ANDOVER — Clashing candidates highlighted the menu at the Service Club of Andover breakfast yesterday morning.
“I’m not a go-along, get-along person,” state Rep. James Lyons, R-Andover, said. “When you want to change things, you ruffle feathers.”
“I pride myself on working with everyone,” said former state Rep. Barbara L’Italien, D-Andover, who served four terms in the House before being defeated by Lyons two years ago. Lyons and L’Italien are running in the 18th Essex District, which includes six out of nine precincts in Andover, three in North Andover, two in Tewksbury and one in Boxford.
“You have a very clear choice,” said state Rep. Paul Adams, R-Andover, who is running for state senator. The incumbent, state Sen. Barry Finegold, is “someone who’s been raising taxes” during his tenure in the Legislature, Adams said.
Adams promised to work to lower taxes and increase aid to cities and towns. Finegold, first elected as senator from a district that takes in Lawrence and Andover, said he has been working to promote job training.
“I think one of the most important things we can do is listen,” Finegold said.
Kevin Cuff of Andover, running for state representative in the 17th Essex District as an independent, said he would help Lawrence overcome its economic difficulties by applying the “teach a man to fish” philosophy.
“I resent that,” countered his Democratic opponent, Lawrence City Council President Frank Moran. “We know how to fish.”
Moran said 95 percent of the small business owners in Lawrence are Latinos. They are hard workers and are not seeking “a handout,” he said.
Lyons, who owns a business that sells ice cream and flowers, said, “We need to fundamentally change the direction of Beacon Hill.” He mentioned three times that the last three former speakers of the Massachusetts House – Salvatore DiMasi, Thomas Finneran and Charles Flaherty – have been indicted. Three state senators have gone to jail, he said.
Lyons took L’Italien to task for taking a $100,000-a-year job in the state treasurer’s office a few days after she was defeated for re-election in 2010. He also said L’Italien “sat by” when the Legislature raised the sales tax from 5 percent to 6.25 percent.
L’Italien said the tax hike was necessary because the state faced a multi-billion-dollar deficit.
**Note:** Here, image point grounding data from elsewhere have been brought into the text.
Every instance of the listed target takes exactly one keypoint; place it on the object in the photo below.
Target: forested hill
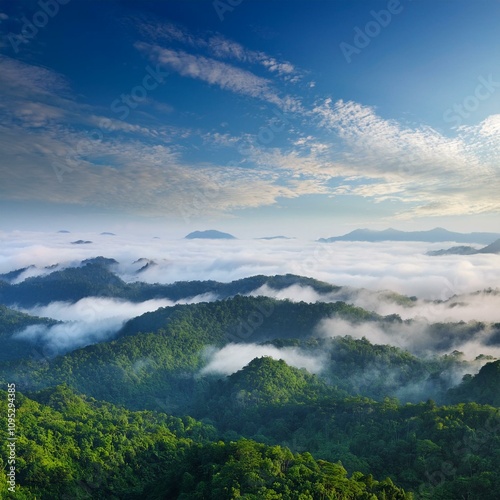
(73, 447)
(95, 279)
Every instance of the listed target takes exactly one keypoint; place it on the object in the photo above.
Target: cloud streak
(88, 321)
(234, 357)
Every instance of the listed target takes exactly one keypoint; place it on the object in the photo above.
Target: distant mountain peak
(210, 234)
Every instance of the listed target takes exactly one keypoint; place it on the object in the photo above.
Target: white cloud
(88, 321)
(214, 72)
(234, 357)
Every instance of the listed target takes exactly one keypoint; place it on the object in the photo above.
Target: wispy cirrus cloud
(388, 160)
(220, 47)
(214, 72)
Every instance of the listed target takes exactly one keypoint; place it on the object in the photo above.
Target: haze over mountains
(327, 359)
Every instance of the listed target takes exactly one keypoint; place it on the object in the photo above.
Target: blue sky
(304, 118)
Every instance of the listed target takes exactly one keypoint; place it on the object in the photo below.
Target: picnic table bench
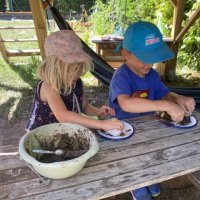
(155, 153)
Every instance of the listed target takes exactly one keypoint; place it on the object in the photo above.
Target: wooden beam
(170, 69)
(40, 23)
(190, 22)
(45, 4)
(27, 52)
(3, 50)
(174, 2)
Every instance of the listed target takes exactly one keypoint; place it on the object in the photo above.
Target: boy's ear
(125, 54)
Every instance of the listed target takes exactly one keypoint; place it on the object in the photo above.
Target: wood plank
(190, 22)
(114, 155)
(16, 27)
(28, 52)
(107, 185)
(176, 28)
(138, 143)
(194, 178)
(19, 40)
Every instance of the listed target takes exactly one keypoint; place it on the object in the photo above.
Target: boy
(136, 88)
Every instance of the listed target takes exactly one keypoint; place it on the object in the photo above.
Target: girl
(60, 96)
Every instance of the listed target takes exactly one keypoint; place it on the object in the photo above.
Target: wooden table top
(155, 153)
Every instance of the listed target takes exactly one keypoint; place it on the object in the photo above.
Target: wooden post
(170, 68)
(40, 23)
(3, 50)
As for the job in the treasurer’s office, she said she helped a “green staff” learn how to work with the Legislature.
L’Italien also said the small business/banking partnership she started in the treasurer’s office has lent $362 million to people starting businesses. Five Andover banks received $27 million of that lending capital, she said.
Taking a swipe at Lyons, she said some people find it “more fun to throw rocks and poke people in the eye.”
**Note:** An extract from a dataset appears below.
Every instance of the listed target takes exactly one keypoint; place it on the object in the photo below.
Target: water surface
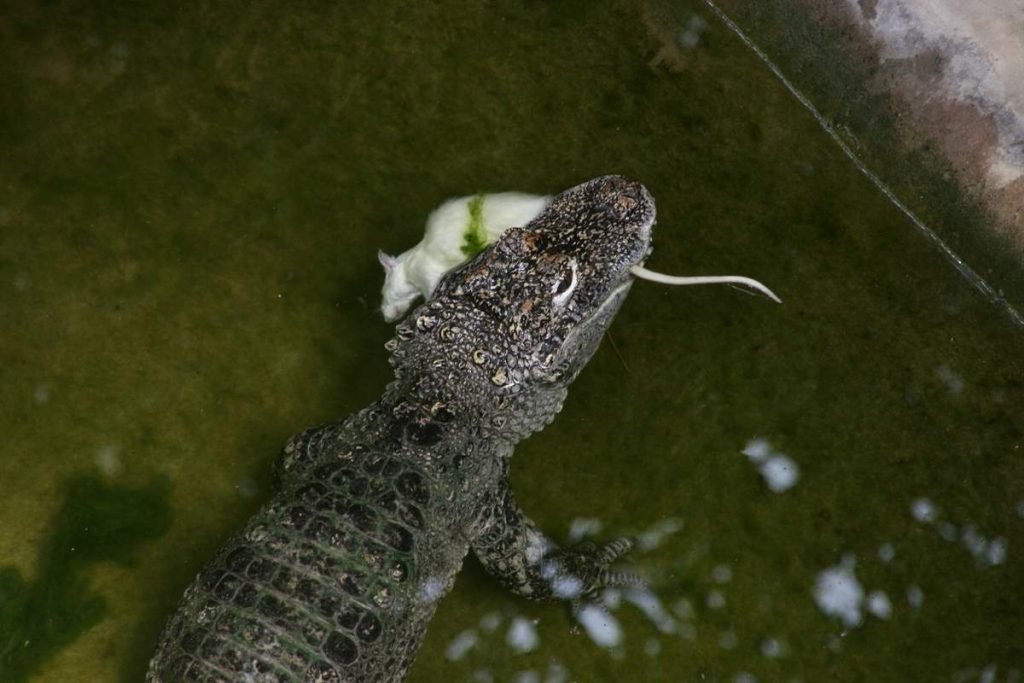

“I don’t poke anyone in the eye,” Lyons shot back. Countering L’Italien’s assertion that she believes in “working together,” Lyons said, “the Democrats work together to raise taxes.”
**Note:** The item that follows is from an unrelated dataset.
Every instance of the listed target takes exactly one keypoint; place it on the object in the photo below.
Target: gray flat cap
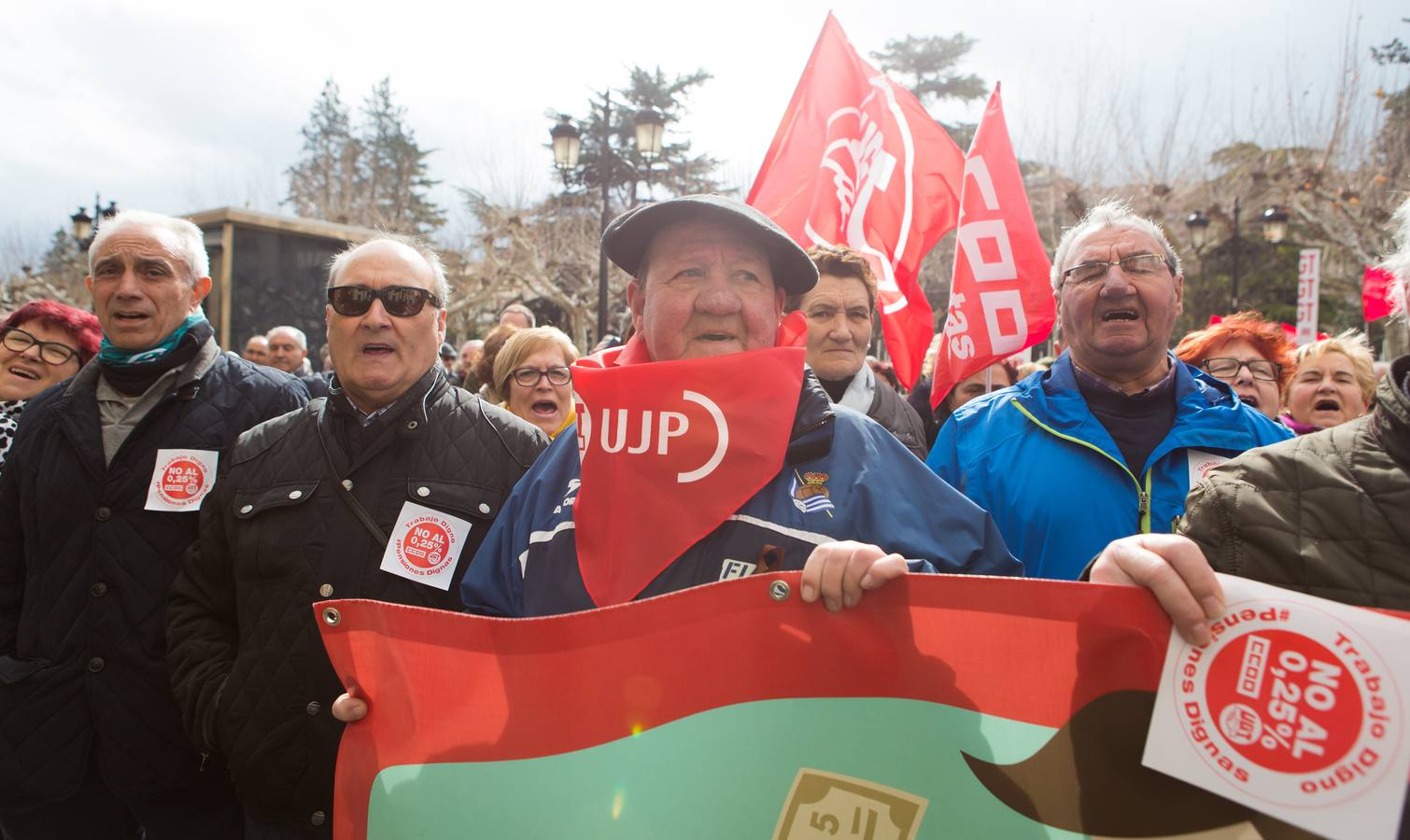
(627, 235)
The candidates for register of deeds, Republican Jack Wilson, Democrat Paul Iannuccillo and independent Brian Corrigan, did not criticize each other. All three promised to improve the Northern Essex Registry of Deeds website and streamline the operation.
They also said they will do the job full time. Robert Kelley, the incumbent register whom Iannuccillo knocked off in the Sept. 6 primary, was criticized for not showing up at his office.